How can one explain the fascination of western culture with death? In December of 2007, when the body of the Godfather of Soul, James Brown, was transported from the Apollo Theater in New York to C.A. Reid Funeral Home in Augusta, Georgia, the director of the funeral home received a midnight call from the King of Pop, Michael Jackson, requesting permission to come by and pay his respects. Michael Jackson spent the next five hours viewing the body and grilling the funeral director, demonstrating an unusual fascination with the death experience.
I have been blogging now for several years. I have written several blogs about death and what happens to people in the afterlife. These articles are some of the most popular blogs I’ve ever written affirming that people are extremely curious.
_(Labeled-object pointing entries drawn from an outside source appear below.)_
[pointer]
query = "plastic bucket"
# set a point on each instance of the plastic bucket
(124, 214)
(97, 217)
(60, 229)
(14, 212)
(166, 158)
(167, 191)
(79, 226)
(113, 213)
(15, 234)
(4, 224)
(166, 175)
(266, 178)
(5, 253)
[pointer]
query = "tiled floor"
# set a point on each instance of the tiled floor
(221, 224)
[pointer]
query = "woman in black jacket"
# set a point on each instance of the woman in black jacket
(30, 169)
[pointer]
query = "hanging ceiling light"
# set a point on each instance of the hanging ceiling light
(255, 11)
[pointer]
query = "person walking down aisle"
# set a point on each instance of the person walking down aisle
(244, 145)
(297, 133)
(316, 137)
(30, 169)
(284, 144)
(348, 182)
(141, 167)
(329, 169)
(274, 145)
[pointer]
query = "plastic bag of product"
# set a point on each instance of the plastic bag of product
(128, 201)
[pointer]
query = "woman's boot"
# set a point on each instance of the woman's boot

What is it that causes us to have a nearly insatiable curiosity about death? The typical answer to plug in here is that we are so curious because it is in the realm of the unknown. But, there are a lot of things we have little knowledge about that don’t pique our curiosity at all. I know nothing at all about ice fishing in Alaska, or how microbes reproduce and I have no curiosity to drive me to learn of those things.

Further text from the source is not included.